10.6 Breakdown of polysaccharide: starch and glycogen

Solid semi-crystalline starch and water-soluble glycogen are two distinct physical states of the same type of storage polysaccharide. Starch, the major reserve polysaccharide of plants, contains glucose polymers with α1→4 glycosidic bonds. Amylose is composed of long unbranched chains, whereas amylopectins (comprising 75-85% of most starches) have branch points formed from α1→6 glycosidic linkages (Fig. 3); these 1→6 bonds form approximately every 20 to 30 glucose units along the chain and the branches are about 30 glucose units long. Starch degrading enzymes include: α-amylases, which are endoamylases acting on 1→4 bonds and bypassing the 1→6 bonds; β-amylases, which are exoamylases producing the disaccharide maltose by splitting alternate 1,4 bonds until they reach a 1,6 branch point (which they cannot bypass); amyloglucosidases (or glucoamylases), which can act on both 1→4 and 1→6 bonds, seem to occur almost exclusively in fungi; debranching enzymes (e.g. pullulanase) which sever 1→6 bonds; α-glucosidases which hydrolyse 1→4 glycosidic linkages in disaccharides and oligosaccharides, producing glucose as the end-product of starch breakdown.

Structural formula of amylopectin
Fig. 3. Structural formula of amylopectin. In starch the 1→6 bonds form approximately every 20 to 30 glucose units along the chain and the branches are about 30 glucose units long. Modified from Moore, 1998.

Glycogen is very similar to starch, being a branched polymer composed of glucose residues linked by α1→4 glycosidic bonds, but branches are shorter and more frequent than they are in starch; about every tenth residue is involved in a branch formed by α1→6 glycosidic bonds in glycogen, and branches are about 13 glucose units long.
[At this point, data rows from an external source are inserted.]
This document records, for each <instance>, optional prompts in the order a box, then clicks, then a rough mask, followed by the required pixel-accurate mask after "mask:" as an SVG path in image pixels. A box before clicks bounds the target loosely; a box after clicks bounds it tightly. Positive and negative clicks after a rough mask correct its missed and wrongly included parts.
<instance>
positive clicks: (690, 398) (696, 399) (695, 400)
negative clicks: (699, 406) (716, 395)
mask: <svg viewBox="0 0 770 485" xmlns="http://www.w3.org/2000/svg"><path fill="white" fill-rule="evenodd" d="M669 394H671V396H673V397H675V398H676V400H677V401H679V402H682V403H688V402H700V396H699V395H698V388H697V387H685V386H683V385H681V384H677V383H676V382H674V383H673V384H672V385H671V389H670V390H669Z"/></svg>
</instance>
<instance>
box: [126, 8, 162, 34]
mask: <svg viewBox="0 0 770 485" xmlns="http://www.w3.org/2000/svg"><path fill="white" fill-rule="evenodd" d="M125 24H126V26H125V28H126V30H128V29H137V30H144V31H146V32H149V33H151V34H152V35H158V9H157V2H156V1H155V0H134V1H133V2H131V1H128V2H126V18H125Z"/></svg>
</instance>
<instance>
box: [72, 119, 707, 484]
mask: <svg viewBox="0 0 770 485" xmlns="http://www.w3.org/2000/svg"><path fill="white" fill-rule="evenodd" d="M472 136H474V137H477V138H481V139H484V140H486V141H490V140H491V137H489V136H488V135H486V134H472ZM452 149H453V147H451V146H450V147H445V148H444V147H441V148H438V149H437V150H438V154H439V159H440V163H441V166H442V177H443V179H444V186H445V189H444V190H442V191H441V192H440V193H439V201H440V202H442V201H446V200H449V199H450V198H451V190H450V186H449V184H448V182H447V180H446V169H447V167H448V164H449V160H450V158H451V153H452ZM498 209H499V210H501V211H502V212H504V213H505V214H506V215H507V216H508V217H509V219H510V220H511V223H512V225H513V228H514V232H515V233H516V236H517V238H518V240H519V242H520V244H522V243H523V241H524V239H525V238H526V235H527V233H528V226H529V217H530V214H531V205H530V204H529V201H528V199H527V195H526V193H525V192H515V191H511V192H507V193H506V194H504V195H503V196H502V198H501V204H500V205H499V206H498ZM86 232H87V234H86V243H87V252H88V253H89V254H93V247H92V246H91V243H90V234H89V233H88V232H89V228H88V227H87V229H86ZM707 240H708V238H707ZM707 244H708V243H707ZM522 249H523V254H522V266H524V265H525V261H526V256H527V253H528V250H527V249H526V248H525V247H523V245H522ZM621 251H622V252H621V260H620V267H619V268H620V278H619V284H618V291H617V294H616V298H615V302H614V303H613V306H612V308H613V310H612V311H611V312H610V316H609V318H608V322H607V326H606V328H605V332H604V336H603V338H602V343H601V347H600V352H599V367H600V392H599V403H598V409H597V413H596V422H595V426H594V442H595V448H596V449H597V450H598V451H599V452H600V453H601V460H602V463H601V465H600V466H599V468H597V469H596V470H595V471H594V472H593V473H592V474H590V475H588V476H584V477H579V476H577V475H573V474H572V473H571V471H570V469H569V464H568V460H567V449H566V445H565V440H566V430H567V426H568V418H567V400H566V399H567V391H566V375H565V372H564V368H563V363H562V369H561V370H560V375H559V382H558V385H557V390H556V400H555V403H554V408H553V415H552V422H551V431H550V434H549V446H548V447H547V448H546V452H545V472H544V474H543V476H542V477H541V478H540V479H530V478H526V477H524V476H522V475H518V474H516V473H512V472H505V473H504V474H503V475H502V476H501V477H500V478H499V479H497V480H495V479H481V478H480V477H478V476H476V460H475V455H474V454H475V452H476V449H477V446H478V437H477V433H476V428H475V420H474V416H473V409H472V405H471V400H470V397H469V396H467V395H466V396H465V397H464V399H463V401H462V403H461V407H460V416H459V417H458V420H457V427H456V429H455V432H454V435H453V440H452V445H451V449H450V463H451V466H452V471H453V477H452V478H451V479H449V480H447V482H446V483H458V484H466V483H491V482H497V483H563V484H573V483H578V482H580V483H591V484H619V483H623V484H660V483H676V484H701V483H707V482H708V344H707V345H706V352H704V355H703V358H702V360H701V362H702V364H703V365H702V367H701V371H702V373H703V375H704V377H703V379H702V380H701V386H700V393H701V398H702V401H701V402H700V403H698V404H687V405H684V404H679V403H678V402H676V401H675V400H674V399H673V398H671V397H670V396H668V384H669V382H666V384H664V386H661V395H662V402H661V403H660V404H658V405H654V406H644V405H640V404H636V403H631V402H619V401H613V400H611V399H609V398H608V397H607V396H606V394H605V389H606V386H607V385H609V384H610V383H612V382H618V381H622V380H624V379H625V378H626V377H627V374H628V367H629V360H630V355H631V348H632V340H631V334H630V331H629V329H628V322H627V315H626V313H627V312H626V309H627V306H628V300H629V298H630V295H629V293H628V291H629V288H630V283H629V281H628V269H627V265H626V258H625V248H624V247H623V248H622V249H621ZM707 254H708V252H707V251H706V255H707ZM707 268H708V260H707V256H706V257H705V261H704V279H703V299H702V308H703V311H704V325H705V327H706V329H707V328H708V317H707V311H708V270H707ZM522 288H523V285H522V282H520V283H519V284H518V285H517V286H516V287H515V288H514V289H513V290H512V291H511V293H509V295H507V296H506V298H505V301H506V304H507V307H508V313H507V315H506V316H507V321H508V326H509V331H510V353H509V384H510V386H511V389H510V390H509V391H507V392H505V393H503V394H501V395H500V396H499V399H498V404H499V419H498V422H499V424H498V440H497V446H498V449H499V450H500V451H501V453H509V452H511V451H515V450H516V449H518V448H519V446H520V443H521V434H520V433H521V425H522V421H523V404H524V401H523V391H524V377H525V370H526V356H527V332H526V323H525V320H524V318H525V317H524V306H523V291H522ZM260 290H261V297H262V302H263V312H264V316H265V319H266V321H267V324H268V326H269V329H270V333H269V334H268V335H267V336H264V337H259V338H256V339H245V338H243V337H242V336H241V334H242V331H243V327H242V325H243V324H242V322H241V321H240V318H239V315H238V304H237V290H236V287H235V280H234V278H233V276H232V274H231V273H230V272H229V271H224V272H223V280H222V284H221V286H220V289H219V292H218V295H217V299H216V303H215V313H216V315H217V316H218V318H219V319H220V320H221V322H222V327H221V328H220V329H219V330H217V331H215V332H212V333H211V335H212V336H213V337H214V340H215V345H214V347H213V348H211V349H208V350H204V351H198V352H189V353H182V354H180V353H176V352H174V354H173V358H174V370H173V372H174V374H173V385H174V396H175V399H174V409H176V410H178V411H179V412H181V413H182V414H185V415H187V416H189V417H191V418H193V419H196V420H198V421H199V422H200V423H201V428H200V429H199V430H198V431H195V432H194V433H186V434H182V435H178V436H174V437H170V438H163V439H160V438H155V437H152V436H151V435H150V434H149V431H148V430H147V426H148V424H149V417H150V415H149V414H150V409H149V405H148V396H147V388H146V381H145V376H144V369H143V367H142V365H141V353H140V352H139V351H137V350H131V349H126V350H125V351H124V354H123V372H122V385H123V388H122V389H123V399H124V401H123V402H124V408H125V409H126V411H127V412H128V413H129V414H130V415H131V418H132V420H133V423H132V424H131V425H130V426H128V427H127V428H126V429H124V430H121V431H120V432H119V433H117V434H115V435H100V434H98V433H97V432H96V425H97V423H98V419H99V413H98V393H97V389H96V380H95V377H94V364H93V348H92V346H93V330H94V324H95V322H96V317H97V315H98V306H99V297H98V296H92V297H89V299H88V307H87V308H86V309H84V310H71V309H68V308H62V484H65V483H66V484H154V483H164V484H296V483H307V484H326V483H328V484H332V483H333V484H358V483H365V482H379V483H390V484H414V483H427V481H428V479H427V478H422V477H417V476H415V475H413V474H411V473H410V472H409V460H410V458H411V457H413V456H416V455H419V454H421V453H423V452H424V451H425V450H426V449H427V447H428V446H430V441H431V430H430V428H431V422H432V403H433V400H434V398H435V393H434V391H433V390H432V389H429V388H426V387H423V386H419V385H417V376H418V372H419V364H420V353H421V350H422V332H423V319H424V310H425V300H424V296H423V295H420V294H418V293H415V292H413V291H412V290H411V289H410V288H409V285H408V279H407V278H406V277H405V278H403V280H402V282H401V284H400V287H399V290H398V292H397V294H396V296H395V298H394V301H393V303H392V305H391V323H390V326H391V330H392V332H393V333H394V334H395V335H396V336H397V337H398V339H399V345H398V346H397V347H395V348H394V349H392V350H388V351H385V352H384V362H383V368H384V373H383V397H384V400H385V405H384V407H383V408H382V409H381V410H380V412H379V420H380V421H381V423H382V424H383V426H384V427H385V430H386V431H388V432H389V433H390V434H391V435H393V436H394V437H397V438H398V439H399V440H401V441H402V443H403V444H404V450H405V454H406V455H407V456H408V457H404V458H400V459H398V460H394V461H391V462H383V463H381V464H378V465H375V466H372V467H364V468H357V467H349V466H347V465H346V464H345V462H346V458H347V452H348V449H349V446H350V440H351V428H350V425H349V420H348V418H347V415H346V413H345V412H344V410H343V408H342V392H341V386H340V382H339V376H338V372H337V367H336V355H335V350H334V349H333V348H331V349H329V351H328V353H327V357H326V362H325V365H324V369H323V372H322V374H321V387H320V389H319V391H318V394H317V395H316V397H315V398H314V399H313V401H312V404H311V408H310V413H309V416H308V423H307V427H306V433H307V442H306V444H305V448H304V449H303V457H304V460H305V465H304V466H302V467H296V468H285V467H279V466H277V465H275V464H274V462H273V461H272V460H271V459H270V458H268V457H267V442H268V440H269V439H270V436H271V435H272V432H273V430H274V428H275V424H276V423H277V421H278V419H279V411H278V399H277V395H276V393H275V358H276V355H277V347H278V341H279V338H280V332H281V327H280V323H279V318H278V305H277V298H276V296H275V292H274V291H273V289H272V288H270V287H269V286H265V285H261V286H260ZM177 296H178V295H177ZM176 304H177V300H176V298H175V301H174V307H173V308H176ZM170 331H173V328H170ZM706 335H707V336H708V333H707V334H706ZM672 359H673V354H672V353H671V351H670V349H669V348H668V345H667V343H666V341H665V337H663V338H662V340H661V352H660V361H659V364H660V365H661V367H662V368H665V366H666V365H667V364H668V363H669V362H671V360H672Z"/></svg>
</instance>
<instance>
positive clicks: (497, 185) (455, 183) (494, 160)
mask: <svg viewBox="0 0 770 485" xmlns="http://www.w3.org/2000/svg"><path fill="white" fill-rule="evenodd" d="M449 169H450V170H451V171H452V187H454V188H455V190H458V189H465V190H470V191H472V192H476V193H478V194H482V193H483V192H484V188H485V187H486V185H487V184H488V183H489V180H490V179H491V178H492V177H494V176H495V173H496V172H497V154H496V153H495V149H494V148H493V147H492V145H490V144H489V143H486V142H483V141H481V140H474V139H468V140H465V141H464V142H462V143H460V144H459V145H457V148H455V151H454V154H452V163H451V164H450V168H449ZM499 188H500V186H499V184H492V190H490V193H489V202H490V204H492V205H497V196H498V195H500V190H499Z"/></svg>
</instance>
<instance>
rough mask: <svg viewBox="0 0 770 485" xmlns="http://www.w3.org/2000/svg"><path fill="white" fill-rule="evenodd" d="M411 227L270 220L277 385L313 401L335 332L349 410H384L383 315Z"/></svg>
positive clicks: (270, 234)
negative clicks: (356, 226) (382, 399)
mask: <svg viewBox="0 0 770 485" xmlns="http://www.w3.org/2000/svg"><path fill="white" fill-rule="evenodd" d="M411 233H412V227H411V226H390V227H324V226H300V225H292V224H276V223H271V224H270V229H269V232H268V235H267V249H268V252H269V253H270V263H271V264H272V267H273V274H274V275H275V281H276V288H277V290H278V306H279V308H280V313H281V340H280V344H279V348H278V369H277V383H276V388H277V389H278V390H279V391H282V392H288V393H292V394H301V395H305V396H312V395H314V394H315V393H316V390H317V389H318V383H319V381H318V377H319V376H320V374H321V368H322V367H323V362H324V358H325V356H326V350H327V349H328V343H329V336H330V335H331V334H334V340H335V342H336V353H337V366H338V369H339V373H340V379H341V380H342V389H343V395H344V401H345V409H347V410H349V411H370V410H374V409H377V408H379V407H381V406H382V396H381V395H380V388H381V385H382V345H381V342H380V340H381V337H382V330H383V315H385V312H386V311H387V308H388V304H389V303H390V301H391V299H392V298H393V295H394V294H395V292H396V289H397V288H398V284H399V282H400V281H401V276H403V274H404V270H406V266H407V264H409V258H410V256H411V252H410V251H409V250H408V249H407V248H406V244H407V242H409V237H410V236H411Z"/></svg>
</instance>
This is the polysaccharide reserve that’s found in animal tissues, and in the fungi themselves. Most fungi are likely to encounter glycogen in their surroundings, as they are likely to be surrounded by dead and dying fungal cells. Intracellularly, glycogen is degraded by a phosphorylase which releases glucose 1-phosphate for metabolic use (Fig. 4), with the aid of a transferase and α1→6-glucosidase (activities of a single polypeptide) to deal with the branches (plants use a similar phosphorolytic mechanism to mobilise their starch reserves intracellularly using starch phosphorylase to releases glucose 1-phosphate). Extracellularly, glycogen, like starch, is degraded by components of the amylase enzyme complex.

Intracellular degradation of glycogen
Fig. 4. Intracellular degradation of glycogen. The top panel shows glycogen phosphorylase activity severing one of the 1→4 linkages. The bottom panel shows the ‘debranching activity’ of the glucosidase hydrolysing a 1→6 linkage. In glycogen, about every tenth residue is involved in a branch formed by α1→6 glycosidic bonds, and branches are about 13 glucose units long. Modifed from Moore, 1998.

The processes of glycogen synthesis and degradation share similarities among different microorganisms. However, the regulation of that metabolism is different. Glycogen accumulates in Neurospora crassa as carbon and energy reserves to protect against adverse environmental conditions during growth and development (Bertolini et al., 2012). In other organisms, glycogen metabolism seems often to be related to morphogenesis. For example, glycogen is a key storage compound in the rice blast fungus, Magnaporthe oryzae, and the two major enzymes that degrade cellular stores of glycogen regulate plant infection through the NADPH-dependent enzyme trehalose-6-phosphate synthase (Badaruddin et al., 2013). Another example is that in the ectomycorrhizal Périgord Truffle fungus, Tuber melanosporum, transcripts coding for trehalose metabolic enzymes were up-regulated in fruiting bodies, whereas genes involved in mannitol and glycogen metabolism were preferentially expressed in mycelia and ectomycorrhizas respectively (Ceccaroli et al., 2011). The several roles served by glycogen in morphogenesis of sclerotia and fruit bodies of the Ink Cap mushroom Coprinopsis are discussed in Chapter 12.